Thin Air

Blarney Stone Room, Molly Malones, Wellington

22/02/2011 - 26/02/2011

THE BOX, Buick St, Petone, Wellington

01/03/2011 - 05/03/2011

NZ Fringe Festival 2011

Production Details



A search for LOVE in Thin Air . . .

Thin Air is a new kiwi comedy about looking for LOVE in all the right and wrong places! A charming mix of Reality Bites, Easy A, and Scarfies, Thin Air is bringing intimate theatre to Molly’s, Wellington and The Box, Petone. 

New to town and starting Uni, Sam meets two likely lads, Jay and Simon, when they come to her aid at a flat party.

Sam falls for Jay, but LOVE turns out to be much more elusive and fragile than certain popular films had led either of them to believe. “Where’s the bit where all the drama stops, and I get to live happily ever after?” 

If a broken heart feels like the world is falling apart, and the ending of all things is a mathematical certainty, what can you truly hold onto? 

“I am very excited to be working with three extremely talented and passionate young up-and-coming Wellington actors.” Says director Tabitha Arthur. “They have so much energy and have really fallen in love with their characters. This production will be wonderfully moving and funny, biting and real. I can’t wait for the audience to experience it”. 

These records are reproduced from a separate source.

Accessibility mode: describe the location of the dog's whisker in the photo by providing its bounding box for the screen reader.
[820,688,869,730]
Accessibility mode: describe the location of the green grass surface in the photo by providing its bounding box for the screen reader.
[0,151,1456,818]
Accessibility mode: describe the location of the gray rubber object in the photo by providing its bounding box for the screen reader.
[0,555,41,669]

“What grabbed me with the script, was the completely honest nature of the dialogue. I felt a connection with each of the characters, and I felt a need to know more; I wanted to get to know each of them, and their unique relationships with each other; to help them find their way through their pain and frustration to the other side”. 

THIN AIR

22-26 February, 7.30pm 
Wellington Season
Blarney Stone Room, Molly Malones, Courtenay Place
1-5 March, 7.30pm
Hutt Season 
The Box, Petone
Tickets available from www.eventfinder.co.nz
$16 waged, $13 concession, $11 fringe Card
Online booking fee may apply. Door sales available (cash only) 

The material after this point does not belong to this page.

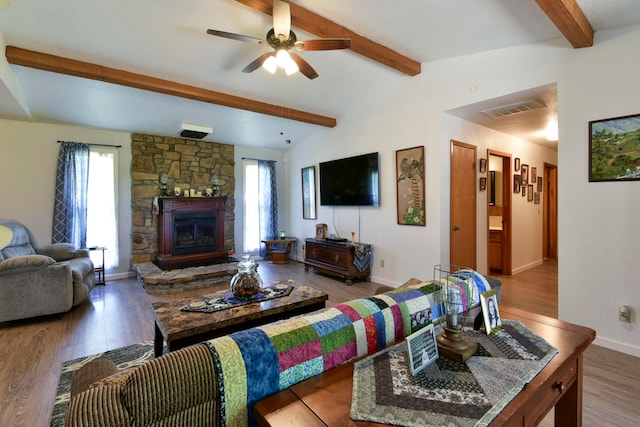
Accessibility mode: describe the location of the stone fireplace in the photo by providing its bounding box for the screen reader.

Starring: Andrew Goddard, Angela Fitzharris and Gary Millar 



Fears and phobias stir up a coming tempest

Review by Ewen Coleman [Reproduced with permission of Fairfax Media] 01st Mar 2011

The intimacy of the top floor bar at Molly Malone’s is an ideal setting for a play about intimacy and love. [Note: a second season opens at The Box, Buick St Petone, 1 March – ed.]  

Thin Air by Seamus Arnel is a densely written piece full of modern idiom and references to films and music that looks at the various forms that love can take in a developing relationship, especially when one of those involved brings a whole load of baggage into the relationship. 

Jay (Gary Miller) and Simon (Andrew Goddard) are students taking drama studies at Waikato University. It is the beginning of the year and they are involved with the annual summer Shakespeare production of the Tempest – the title of the play is from one of Prospero’s speeches.

Enter first-time student Sam (Angela Fitzharris), who hits on Jay. Through lots of student type banter including definitions of love from classical Greek to modern films, the relationship grows. Jay become more sensitive and caring while Simon remains outwardly jocular and unsympathetic. However aspects of Sam’s past intrude with what could be disastrous results bringing the play to a heartfelt and heady climax. 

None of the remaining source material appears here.